Beautiful. Grows in clumps all summer long here along the edge of our tidal pond and even creates wonderful blue and green islands in the middle of the pond. Grown from seeds and rhizomes, they are regularly planted in water gardens here and across the pond. Young shoots, leaves and seeds are edible. Make sure you are collecting from clean water.
Mullein or Lumberjack’s toilet paper usually grows straight and tall, often in the shape of a candelabra lit with lovely yellow blossoms. For some unknown reason this group of plants followed a remarkably snake-like direction instead. I wonder if they will grow the same way in the same location next year. FYI, the toilet paper reference is to the broad, soft, velvety leaves the plant thoughtfully provides for the traveler or passing lumberjack in need. The leaves were also cut into rectangles and used as blankets in dollhouses. If you find the lovely whorls of early stage plants toward Christmas, save some of the small leaves, dry them and tie them together in bunches with ribbon to decorate your tree.
Fortunately for me the deer don’t permit such a profusion of day lilies to grow in my yard. Obviously they haven’t found this overly colorful group. It’s along the road to the soft serve place in Accokeek. Please notify them when you see them.
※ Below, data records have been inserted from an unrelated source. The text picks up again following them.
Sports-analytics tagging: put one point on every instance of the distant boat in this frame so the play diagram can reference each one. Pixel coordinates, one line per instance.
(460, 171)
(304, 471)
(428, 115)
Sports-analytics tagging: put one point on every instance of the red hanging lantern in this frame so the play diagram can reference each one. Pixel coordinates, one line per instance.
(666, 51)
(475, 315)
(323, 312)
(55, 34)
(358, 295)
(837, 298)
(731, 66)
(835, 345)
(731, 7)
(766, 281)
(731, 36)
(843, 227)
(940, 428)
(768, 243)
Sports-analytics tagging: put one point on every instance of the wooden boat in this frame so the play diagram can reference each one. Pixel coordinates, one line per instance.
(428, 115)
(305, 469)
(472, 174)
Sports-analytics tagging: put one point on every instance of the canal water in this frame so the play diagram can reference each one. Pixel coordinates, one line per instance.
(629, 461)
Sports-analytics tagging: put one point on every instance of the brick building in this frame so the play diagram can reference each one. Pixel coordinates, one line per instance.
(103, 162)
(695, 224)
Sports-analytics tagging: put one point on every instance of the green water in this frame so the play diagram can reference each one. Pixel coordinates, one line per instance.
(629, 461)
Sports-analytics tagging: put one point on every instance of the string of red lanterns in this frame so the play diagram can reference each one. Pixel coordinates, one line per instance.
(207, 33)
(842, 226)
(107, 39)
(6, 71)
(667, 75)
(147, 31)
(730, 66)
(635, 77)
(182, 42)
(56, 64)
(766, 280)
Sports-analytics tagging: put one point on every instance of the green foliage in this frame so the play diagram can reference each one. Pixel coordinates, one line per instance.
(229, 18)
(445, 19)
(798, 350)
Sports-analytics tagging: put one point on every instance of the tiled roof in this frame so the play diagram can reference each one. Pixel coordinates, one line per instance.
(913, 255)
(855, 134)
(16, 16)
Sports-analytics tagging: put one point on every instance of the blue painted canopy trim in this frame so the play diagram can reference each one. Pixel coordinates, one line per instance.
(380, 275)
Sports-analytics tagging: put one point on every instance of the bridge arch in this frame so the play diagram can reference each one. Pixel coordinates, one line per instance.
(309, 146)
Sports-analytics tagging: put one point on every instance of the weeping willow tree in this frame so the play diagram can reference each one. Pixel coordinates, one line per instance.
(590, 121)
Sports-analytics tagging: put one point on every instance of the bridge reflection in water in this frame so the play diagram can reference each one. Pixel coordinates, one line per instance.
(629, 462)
It was exciting for me and the busy bee to find some milkweed blossoms the deer haven’t eaten yet! The milkweed pollen our bee is collecting looks like butter! I wonder what it tastes like. We ate young green milkweed pods once over 40 years ago. As I recall, you need to boil them twice, changing the water. Warning: Please Google before you try them. They tasted like string beans.
Who ever heard of an East Coast cactus? Much less a Maine cactus?! In Maine they’re called “Holy Joe” in polite society. Down here in southern Maryland they are called “Prickly Pear”.
Close-up of blossoms and thorns. See those long things! OUCH!
I tried eating the leaves of Wild Lettuce and wondered why it was named wild lettuce since it didn’t taste like anything you’d want to include in a salad. But because it is pretty easy to recognize, I thought I’d share a photo or two. Then I Googled it. Now I know why Wild Lettuce is called “wild”! Another name for it is Opium Lettuce! Since you’re supposed to swear you are over 18 to get necessary details, I will leave further research to you other than to say I learned that some Indians use the herb to enhance the vividness of dreams. They believe that induced dream states provide more information about reality than the conscious waking state.
It’s a tall, sturdy plant with cool seeds. Both the flowers and the seeds look like they belong on a dandelion. So they must be related.
Garlic mustard is a delicious, critically invasive herb. Before I knew that it was an invasive, I knew it was yummy, raw or cooked. I am embarrassed to admit I planted it in my yard. Even if we all set out to collect and eat it, garlic mustard has the upper hand. It is one of the few non-native plants that can spread rapidly through the forest floor in the spring, greatly reducing the diversity of all species. A single vigorous plant can produce up to 7,900 seeds. Fortunately/unfortunately most only produce about 600 seeds per year. Try it! You’ll like it!